EL FILO DE LA PALABRA


El ser humano es, ante todo, un animal narrativo. No solo habitamos el mundo, sino que lo nombramos, y al nombrarlo, lo creamos y lo destruimos en el mismo acto. Una palabra incorrecta puede abrir una inmensa oscuridad. Pero, ¿por qué una simple combinación de sonidos o letras posee semejante poder? Porque la palabra no es solo aire o tinta: es el vehículo del reconocimiento.


Cuando amamos, confiamos o simplemente convivimos, depositamos en el otro la custodia de nuestra vulnerabilidad. Una palabra dicha a destiempo, un adjetivo que humilla, un silencio que traiciona la promesa de una respuesta esperada: todo ello puede fracturar el tejido más íntimo de una relación. No se trata del sonido, sino del significado que porta y, sobre todo, del vínculo que ese significado hiere.
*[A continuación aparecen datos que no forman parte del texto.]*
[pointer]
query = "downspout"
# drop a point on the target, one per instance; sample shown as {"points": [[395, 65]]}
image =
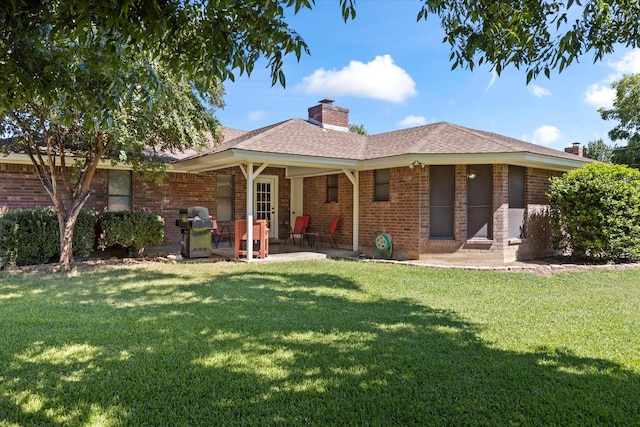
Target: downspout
{"points": [[354, 178]]}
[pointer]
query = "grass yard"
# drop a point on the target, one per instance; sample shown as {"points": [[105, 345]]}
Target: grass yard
{"points": [[318, 343]]}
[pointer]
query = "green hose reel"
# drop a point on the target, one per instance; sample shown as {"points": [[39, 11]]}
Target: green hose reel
{"points": [[384, 246]]}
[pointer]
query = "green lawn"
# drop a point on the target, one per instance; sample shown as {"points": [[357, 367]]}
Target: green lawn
{"points": [[318, 343]]}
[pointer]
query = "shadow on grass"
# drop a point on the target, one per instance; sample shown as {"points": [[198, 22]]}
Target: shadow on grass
{"points": [[264, 348]]}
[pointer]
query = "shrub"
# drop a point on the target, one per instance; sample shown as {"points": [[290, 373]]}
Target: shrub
{"points": [[130, 230], [84, 233], [32, 236], [596, 211]]}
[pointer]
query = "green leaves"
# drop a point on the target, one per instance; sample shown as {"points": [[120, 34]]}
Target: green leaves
{"points": [[532, 34], [597, 210]]}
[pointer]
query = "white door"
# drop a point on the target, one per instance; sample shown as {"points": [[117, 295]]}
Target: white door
{"points": [[265, 205]]}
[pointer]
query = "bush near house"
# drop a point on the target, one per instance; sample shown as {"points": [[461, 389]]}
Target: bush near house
{"points": [[131, 230], [595, 212], [32, 236]]}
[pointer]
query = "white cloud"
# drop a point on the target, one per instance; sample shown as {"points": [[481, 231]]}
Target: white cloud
{"points": [[539, 91], [256, 115], [601, 94], [629, 64], [412, 121], [378, 79], [544, 135], [494, 76]]}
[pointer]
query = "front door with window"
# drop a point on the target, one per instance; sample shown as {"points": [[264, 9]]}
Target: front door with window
{"points": [[266, 202]]}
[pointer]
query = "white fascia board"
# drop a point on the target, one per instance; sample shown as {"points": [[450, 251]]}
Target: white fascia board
{"points": [[16, 159], [24, 159], [233, 157], [518, 159]]}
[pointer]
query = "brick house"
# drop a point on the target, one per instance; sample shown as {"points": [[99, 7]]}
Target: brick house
{"points": [[437, 190]]}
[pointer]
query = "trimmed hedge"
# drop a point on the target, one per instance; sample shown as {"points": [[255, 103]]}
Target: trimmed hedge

La palabra ofensiva no actúa sobre la piel, sino sobre la identidad. "Nunca valiste nada" no describe un hecho: lo instaura, al menos en el eco de quien la recibe.


El lenguaje, entonces, es el instrumento de la gracia y de la destrucción. ¿Qué es la gracia sino la palabra que sana, que reconoce, que dice "te veo" y "eres digno"? Frente a la palabra que abre oscuridad, existe la que enciende una luz minúscula pero suficiente. El perdón, la disculpa sincera, el elogio inesperado: todos ellos son actos de creación. Reconstruyen la confianza allí donde el silencio o el rencor habrían dejado ruinas.


Sin embargo, hay una asimetría cruel: la palabra destructora suele ser más rápida y más memorable que la constructora. Una humillación pública se recuerda décadas después; un cumplido puede olvidarse en horas. La oscuridad que abre una palabra incorrecta no se cierra con facilidad, porque las palabras tienen memoria y el alma humana, cicatrices.


Reflexionar sobre esto nos obliga a preguntarnos: ¿somos conscientes del filo que manejamos cada vez que hablamos? En la cotidianidad, la mayoría de nuestras palabras son banales, rutinarias. Pero basta una, una sola fuera de lugar, para que el abismo se asome. Por eso, quizás, la sabiduría antigua recomendaba medir las palabras antes de soltarlas. No por miedo, sino por responsabilidad.


Al final, el poder de la palabra nos recuerda algo incómodo: que nuestra humanidad no se define solo por nuestra capacidad de pensar, sino por la manera en que elegimos nombrar al otro. Y cada nombre que damos, cada juicio que emitimos, es un pequeño acto de creación o de aniquilación. No hay término medio. Porque incluso el silencio —esa palabra no dicha— también habla.